The project is an official implementation of our paper "3D Human Pose Estimation with Spatial and Temporal Transformers".

Overview

3D Human Pose Estimation with Spatial and Temporal Transformers

This repo is the official implementation for 3D Human Pose Estimation with Spatial and Temporal Transformers.

Video Demonstration

PoseFormer Architecture

Video Demo

3D HPE on Human3.6M

3D HPE on videos in-the-wild using PoseFormer

Our code is built on top of VideoPose3D.

Environment

The code is developed and tested under the following environment

  • Python 3.8.2
  • PyTorch 1.7.1
  • CUDA 11.0

You can create the environment:

conda env create -f poseformer.yml

Dataset

Our code is compatible with the dataset setup introduced by Martinez et al. and Pavllo et al.. Please refer to VideoPose3D to set up the Human3.6M dataset (./data directory).
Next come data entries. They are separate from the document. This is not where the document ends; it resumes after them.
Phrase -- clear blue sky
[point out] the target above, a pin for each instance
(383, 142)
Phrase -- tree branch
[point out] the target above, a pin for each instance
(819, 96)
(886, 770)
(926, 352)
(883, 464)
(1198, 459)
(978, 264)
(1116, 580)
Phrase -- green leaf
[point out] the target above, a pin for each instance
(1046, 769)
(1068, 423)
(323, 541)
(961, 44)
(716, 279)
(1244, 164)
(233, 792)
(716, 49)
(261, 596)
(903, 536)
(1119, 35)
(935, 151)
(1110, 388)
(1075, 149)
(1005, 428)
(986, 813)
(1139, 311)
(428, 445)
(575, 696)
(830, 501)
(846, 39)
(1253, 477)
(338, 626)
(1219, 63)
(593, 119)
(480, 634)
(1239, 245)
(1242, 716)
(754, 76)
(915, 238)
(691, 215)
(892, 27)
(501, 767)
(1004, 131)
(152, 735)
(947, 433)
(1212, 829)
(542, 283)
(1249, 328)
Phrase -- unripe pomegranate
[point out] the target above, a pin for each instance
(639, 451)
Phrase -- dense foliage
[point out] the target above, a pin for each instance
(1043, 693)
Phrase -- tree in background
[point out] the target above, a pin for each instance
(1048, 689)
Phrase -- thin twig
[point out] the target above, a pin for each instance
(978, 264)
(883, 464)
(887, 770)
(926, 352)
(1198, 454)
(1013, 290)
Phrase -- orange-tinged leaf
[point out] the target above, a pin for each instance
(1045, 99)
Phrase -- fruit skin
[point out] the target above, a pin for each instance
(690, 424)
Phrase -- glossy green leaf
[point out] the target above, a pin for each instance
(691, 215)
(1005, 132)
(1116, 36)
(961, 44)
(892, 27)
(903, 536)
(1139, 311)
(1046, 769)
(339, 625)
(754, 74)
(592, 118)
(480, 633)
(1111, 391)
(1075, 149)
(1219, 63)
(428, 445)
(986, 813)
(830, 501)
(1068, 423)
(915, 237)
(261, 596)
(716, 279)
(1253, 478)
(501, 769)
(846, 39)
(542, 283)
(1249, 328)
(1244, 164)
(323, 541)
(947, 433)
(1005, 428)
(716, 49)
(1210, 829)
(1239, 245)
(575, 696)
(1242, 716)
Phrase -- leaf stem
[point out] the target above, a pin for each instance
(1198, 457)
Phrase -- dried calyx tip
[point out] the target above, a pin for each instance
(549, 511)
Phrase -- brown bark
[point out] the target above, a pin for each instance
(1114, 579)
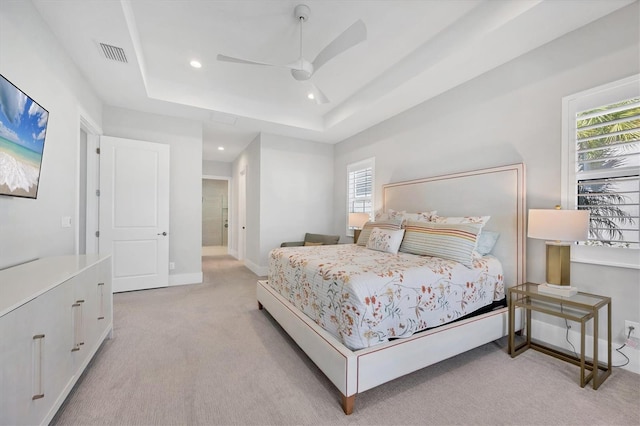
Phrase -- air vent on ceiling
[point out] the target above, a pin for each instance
(114, 53)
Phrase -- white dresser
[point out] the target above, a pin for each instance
(55, 313)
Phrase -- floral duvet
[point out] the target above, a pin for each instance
(365, 297)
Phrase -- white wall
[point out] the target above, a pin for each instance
(246, 168)
(296, 191)
(31, 59)
(216, 168)
(509, 115)
(289, 192)
(185, 206)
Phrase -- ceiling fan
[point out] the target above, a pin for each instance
(302, 69)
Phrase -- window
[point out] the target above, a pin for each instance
(359, 189)
(601, 171)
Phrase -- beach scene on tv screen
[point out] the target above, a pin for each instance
(23, 125)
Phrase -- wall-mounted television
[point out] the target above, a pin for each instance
(23, 126)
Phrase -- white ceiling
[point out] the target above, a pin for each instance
(415, 50)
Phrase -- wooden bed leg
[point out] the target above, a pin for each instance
(348, 403)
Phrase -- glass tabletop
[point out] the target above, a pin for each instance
(579, 300)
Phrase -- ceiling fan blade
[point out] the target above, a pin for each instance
(225, 58)
(318, 96)
(356, 33)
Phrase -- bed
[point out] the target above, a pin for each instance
(358, 360)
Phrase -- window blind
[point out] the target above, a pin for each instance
(608, 170)
(360, 188)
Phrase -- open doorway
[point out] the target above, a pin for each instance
(215, 217)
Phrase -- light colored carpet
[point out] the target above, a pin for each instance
(204, 355)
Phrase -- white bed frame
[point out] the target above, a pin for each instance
(498, 192)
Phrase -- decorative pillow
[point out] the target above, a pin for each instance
(389, 215)
(385, 240)
(427, 216)
(448, 241)
(486, 242)
(480, 220)
(391, 225)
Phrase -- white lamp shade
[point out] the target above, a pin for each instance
(559, 225)
(357, 220)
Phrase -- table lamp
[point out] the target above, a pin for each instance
(357, 221)
(561, 228)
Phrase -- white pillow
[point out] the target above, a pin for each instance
(385, 240)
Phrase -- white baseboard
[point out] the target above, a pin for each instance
(183, 279)
(260, 271)
(554, 335)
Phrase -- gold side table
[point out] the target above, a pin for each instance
(580, 308)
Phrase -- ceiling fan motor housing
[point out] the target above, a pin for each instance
(302, 11)
(303, 70)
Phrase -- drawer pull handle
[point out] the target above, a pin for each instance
(38, 340)
(101, 301)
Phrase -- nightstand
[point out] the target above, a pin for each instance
(580, 308)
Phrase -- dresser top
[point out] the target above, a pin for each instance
(23, 283)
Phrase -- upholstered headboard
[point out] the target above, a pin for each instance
(498, 192)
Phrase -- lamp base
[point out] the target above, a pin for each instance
(557, 290)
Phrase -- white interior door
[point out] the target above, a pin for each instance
(134, 212)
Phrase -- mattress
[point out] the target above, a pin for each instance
(365, 297)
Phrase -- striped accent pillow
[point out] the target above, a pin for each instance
(391, 225)
(446, 240)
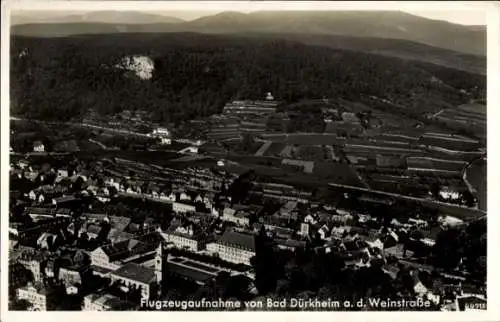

Evaluating pre-trained models

We provide the pre-trained 81-frame model (CPN detected 2D pose as input) here. To evaluate it, put it into the ./checkpoint directory and run:

python run_poseformer.py -k cpn_ft_h36m_dbb -f 81 -c checkpoint --evaluate detected81f.bin

We also provide pre-trained 81-frame model (Ground truth 2D pose as input) here. To evaluate it, put it into the ./checkpoint directory and run:

python run_poseformer.py -k gt -f 81 -c checkpoint --evaluate gt81f.bin

Training new models

  • To train a model from scratch (CPN detected 2D pose as input), run:
python run_poseformer.py -k cpn_ft_h36m_dbb -f 27 -lr 0.0001 -lrd 0.99

-f controls how many frames are used as input. 27 frames achieves 47.0 mm, 81 frames achieves achieves 44.3 mm.

  • To train a model from scratch (Ground truth 2D pose as input), run:
python run_poseformer.py -k gt -f 81 -lr 0.0001 -lrd 0.99

81 frames achieves 31.3 mm (MPJPE).

Visualization and other functions

We keep our code consistent with VideoPose3D. Please refer to their project page for further information.

Bibtex

If you find our work useful in your research, please consider citing:

@article{zheng20213d,
title={3D Human Pose Estimation with Spatial and Temporal Transformers},
author={Zheng, Ce and Zhu, Sijie and Mendieta, Matias and Yang, Taojiannan and Chen, Chen and Ding, Zhengming},
journal={arXiv preprint arXiv:2103.10455},
year={2021}
}

Acknowledgement

Part of our code is borrowed from VideoPose3D. We thank the authors for releasing the codes.

Comments
  • Could you please provide the traning log?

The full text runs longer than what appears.